Jeanne n'y comprenait rien.

Ce n'était pourtant pas elle qui avait posé la tête sur l'épaule de quelqu'un. Claire s'était collée à lui sans la moindre gêne et maintenant ils avaient peur que ça se sache ?

Elle a juste laissé échapper un « oh » sans même lever les yeux.

« Jeanne... » Il sentait son indifférence. « Pourquoi tu restes fâchée ? Tu pars à l'hôtel toute seule, tu ne rentres même pas chez nous. Je n'ai rien dit pourtant. Et toi, tu continues encore ? »

Eh bien oui.

Encore une fois, tout était de sa faute.

« Jeanne, ne te fâche plus. On va d'abord déjeuner, d'accord ? Ensuite je t'accompagne faire quelques courses, si tu veux. »

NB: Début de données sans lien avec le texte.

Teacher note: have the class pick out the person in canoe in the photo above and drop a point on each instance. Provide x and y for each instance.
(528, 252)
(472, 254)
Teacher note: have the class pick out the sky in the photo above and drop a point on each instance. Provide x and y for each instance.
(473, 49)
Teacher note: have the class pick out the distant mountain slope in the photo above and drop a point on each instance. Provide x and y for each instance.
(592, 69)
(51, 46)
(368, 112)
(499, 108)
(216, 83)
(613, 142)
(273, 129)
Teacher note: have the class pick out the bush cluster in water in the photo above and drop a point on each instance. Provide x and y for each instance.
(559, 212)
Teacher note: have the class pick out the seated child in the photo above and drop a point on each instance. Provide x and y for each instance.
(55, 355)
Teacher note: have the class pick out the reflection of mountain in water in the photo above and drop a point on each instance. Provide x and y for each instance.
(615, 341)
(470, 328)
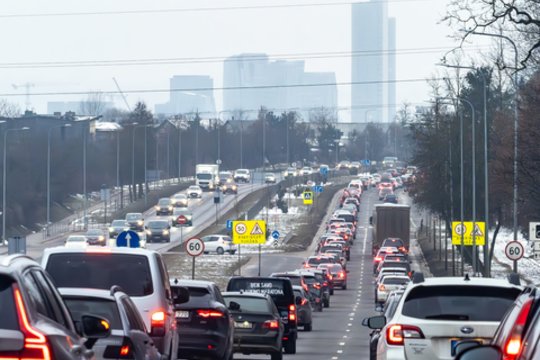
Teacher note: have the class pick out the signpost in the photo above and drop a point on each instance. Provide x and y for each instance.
(194, 248)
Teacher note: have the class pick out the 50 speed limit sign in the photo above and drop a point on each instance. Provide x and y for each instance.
(514, 250)
(194, 247)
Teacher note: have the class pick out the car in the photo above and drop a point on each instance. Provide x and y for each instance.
(147, 284)
(129, 337)
(282, 294)
(389, 283)
(258, 325)
(440, 312)
(76, 241)
(96, 237)
(180, 200)
(185, 212)
(303, 309)
(205, 326)
(218, 243)
(270, 178)
(242, 175)
(164, 206)
(135, 221)
(194, 191)
(229, 188)
(158, 230)
(36, 323)
(117, 226)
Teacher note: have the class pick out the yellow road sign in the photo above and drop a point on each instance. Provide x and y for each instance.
(308, 197)
(247, 232)
(467, 231)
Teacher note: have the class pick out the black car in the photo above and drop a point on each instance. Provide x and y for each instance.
(35, 321)
(281, 291)
(205, 326)
(158, 230)
(257, 322)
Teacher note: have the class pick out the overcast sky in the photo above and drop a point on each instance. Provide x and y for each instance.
(130, 34)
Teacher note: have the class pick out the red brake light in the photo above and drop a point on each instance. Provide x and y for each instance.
(205, 313)
(396, 334)
(35, 343)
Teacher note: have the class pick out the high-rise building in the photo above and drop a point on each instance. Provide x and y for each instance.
(189, 93)
(373, 70)
(252, 81)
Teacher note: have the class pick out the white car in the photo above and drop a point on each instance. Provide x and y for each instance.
(218, 244)
(435, 314)
(194, 191)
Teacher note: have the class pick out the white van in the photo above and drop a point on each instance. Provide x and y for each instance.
(141, 274)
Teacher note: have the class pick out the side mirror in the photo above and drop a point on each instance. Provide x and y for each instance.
(180, 295)
(95, 327)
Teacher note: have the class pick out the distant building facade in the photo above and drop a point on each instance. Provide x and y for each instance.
(189, 93)
(373, 89)
(252, 81)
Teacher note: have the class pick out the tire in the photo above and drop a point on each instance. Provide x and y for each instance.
(290, 347)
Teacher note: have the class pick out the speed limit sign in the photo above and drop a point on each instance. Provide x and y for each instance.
(194, 247)
(514, 250)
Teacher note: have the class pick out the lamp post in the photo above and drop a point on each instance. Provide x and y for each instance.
(487, 263)
(4, 210)
(49, 175)
(516, 122)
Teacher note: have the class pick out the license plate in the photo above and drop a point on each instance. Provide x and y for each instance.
(181, 314)
(243, 325)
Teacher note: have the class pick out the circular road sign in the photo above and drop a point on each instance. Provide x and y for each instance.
(514, 250)
(194, 247)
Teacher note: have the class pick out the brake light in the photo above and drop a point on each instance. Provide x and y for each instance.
(35, 343)
(209, 313)
(514, 343)
(271, 324)
(396, 334)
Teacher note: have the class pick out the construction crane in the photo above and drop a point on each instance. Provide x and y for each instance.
(27, 87)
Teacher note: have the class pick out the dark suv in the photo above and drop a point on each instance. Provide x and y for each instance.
(281, 291)
(35, 321)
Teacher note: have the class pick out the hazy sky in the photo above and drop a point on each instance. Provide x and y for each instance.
(130, 34)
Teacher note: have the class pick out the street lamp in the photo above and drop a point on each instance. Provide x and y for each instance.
(4, 210)
(49, 174)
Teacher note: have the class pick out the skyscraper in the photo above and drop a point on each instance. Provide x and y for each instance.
(373, 62)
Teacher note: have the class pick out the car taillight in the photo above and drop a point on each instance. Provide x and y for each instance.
(396, 334)
(292, 313)
(514, 343)
(35, 343)
(271, 324)
(208, 313)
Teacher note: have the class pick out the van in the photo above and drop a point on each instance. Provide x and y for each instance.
(281, 291)
(141, 274)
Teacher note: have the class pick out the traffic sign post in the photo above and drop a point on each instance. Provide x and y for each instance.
(514, 251)
(194, 248)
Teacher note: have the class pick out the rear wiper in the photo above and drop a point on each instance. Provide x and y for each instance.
(448, 317)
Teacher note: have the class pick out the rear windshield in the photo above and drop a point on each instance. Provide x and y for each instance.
(249, 304)
(87, 270)
(8, 312)
(470, 303)
(100, 307)
(279, 289)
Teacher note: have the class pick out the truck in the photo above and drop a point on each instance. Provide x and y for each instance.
(390, 221)
(207, 176)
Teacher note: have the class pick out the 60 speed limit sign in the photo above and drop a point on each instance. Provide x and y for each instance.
(514, 250)
(194, 247)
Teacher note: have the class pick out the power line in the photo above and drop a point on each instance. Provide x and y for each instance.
(213, 59)
(202, 9)
(259, 87)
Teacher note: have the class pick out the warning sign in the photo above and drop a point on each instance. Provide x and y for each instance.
(249, 232)
(468, 233)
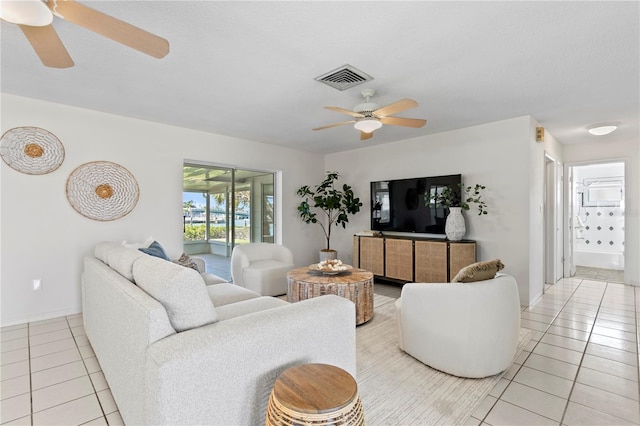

Jeanne y a pensé une seconde. Pourquoi pas. Elle avait quelque chose à lui dire.

Clément l'a emmenée dans un restaurant tout proche.

En entrant, sous le regard du serveur, son vieux réflexe est revenu. Elle a failli baisser la tête, relever un peu son col, et se glisser derrière lui pour cacher sa démarche irrégulière.

Puis, immédiatement, elle s'est ressaisie.

Inutile.

De toute façon, elle ne comptait plus être « à la hauteur » pour lui.

Ils se sont installés à une table.

La carte était déjà là, et en la parcourant rapidement, Jeanne a compris que presque tous les plats proposés étaient épicés.

Clément, lui, ne s'en rendait même pas compte.

Il a poussé la carte vers elle avec son éternelle douceur.

« Jeanne, choisis ce que tu veux. Ici, tout est bon. »

Un sourire amer lui a effleuré les lèvres.

Clément n'avait jamais su qu'elle ne supportait pas le piment.

Et si, à la maison, les repas étaient toujours épicés, c'était uniquement parce que lui en raffolait.

« Clément, je n'ai pas faim. » Elle n'a pas ouvert la carte. « J'ai quelque chose à te dire. »

« Quoi ? »

Il a esquissé un léger sourire.

« Tu veux aller où ? Je viens avec toi. J'ai toute la journée. Cet après-midi, je t'emmène te promener, et ce soir on passe chez tes parents pour dîner. »

Jeanne a fixé son sourire presque imperceptible. Rien qu'en pensant à ce qu'elle allait lui dire, une amertume sourde lui a serré la poitrine.